Katekolaminler kan-beyin bariyerini geçmezler ve bu nedenle beyindeki varlıkları lokal sentez ile açıklanmalıdır. Parkinson hastalığı gibi merkezi sinir sisteminin bazı hastalıklarında, beyindeki dopamin sentezi ihlalleri vardır. dopamin öncüsü

Pirinç. 49.1. katekolaminlerin biyosentezi. ONMT - feniletanolamin-N-metiltransferaz. (Goldfien A. The adrenal medulla'dan izin alınarak değiştirilmiş ve çoğaltılmıştır. In: Basic and Clinical Endocrinology, 2. baskı. Greenspan FS, Forsham PH. Appleton ve Lange, 1986.)
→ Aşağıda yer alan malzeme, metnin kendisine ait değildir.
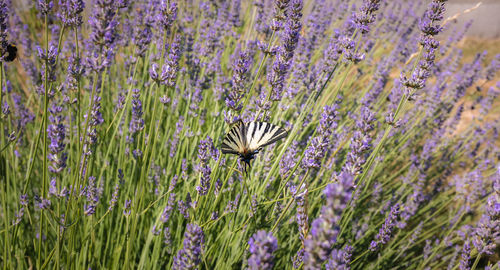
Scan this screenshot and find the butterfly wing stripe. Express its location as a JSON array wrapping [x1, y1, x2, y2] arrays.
[[255, 123, 271, 147], [249, 122, 287, 151], [223, 135, 239, 151], [259, 128, 288, 148], [247, 122, 257, 145], [223, 127, 243, 152], [222, 143, 239, 154]]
FA - kan-beyin bariyerini kolayca aşar ve bu nedenle Parkinson hastalığı için etkili bir tedavi işlevi görür.

DOPA dekarboksilaz

Tirozin hidroksilazın aksine. Sadece katekolamin sentezleyebilen dokularda bulunan DOPA dekarboksilaz tüm dokularda bulunur. Bu çözünür enzim, a-DOPA'yı a-dihidroksifeniletilamine (dopamin) dönüştürmek için piridoksal fosfat gerektirir. Reaksiyon, a-metil-DOPA gibi a-DOPA'ya benzeyen bileşikler tarafından yarışmalı olarak inhibe edilir. Halojenli bileşikler, a-DOPA ile bir Schiff bazı oluşturur ve ayrıca dekarboksilasyon reaksiyonunu inhibe eder.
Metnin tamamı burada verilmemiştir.